Hi.

I wanted to construct a heterogeneous list like

```
[[true; false]%vector;
[true]%vector]%list
```

`[Vector.t bool 2, Vector.t bool 3]`

I was trying to follow Adam Chlipala’s CPDT book and defined an hlist as:

```
Inductive hlist {A : Type} {B : A -> Type} : list A -> Type :=
| HNil : hlist nil
| HCons : forall (x : A) (ls : list A), A -> hlist ls -> hlist (x :: ls).
```

The definition was executed without error.

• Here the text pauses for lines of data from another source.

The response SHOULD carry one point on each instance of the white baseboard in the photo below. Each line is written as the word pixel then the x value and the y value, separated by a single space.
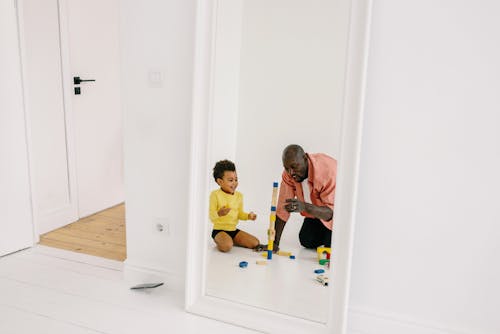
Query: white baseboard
pixel 137 273
pixel 364 321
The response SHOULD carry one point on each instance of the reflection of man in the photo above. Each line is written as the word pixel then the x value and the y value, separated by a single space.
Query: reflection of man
pixel 307 186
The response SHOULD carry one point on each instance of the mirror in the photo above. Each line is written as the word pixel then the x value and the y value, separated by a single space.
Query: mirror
pixel 268 74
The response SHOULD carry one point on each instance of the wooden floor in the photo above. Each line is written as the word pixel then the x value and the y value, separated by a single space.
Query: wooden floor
pixel 102 234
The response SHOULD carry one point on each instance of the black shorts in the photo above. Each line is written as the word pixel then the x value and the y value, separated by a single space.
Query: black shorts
pixel 232 234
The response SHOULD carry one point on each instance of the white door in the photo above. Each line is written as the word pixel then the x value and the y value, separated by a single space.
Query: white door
pixel 15 206
pixel 94 54
pixel 75 140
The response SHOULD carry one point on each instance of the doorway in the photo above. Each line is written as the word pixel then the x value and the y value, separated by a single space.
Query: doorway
pixel 75 126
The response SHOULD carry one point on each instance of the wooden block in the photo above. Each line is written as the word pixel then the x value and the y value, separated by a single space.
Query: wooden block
pixel 283 253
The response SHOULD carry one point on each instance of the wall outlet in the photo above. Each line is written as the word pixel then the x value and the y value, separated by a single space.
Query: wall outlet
pixel 161 226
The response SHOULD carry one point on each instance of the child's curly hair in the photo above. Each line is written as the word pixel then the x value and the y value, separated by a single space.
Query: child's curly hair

But I couldn’t figure out how to construct the hlist.

I tried making an hlist like

```
(* Wanted to get [Vector.t bool 2; Vector.t bool 3] *)
Compute (HCons nat (fun (n:nat) => Vector.t bool n) [2;3]).
(*
The type of this term is a product while it is expected to be (list Set).
*)
```

but ran into the error.

In fact, I couldn’t even figure out how to make the example given in the CPDT book work.

```
Example someValues : hlist (fun T : Set => T ) someTypes :=
HCons 5 (HCons true HNil).
(*
The type of this term is a product while it is expected to be (list ?A).
*)
```

I got error in the part of the anonymous function.

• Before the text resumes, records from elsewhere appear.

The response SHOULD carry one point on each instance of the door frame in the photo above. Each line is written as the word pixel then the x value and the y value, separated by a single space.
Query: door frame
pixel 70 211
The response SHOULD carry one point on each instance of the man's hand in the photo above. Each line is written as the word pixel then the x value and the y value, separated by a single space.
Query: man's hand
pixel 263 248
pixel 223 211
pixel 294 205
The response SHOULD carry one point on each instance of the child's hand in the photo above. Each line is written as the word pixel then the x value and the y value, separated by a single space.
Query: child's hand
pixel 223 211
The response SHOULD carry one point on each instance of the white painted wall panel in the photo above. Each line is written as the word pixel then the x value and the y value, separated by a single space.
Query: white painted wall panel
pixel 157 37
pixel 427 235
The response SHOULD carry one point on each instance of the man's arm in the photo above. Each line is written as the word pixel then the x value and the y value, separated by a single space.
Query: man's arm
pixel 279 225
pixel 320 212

Couldn’t understand why `someTypes`

is even needed here.

Is it that the elements of the hlist must belong to one of the types in `someTypes`

?

Can’t we just make an hlist out of `HCons`

with something like

```
Compute (HCons 5 (HCons true HNil)).
```

without resorting to use the `Example`

command? Or is it to provide the value of `B`

function?

What I thought was `A`

is like a universal type for the elements in the list and `B`

is a function which can be used to get the exact type for each of the elements in the hlist. Isn’t that so?

Any idea what I’m missing or not understanding here?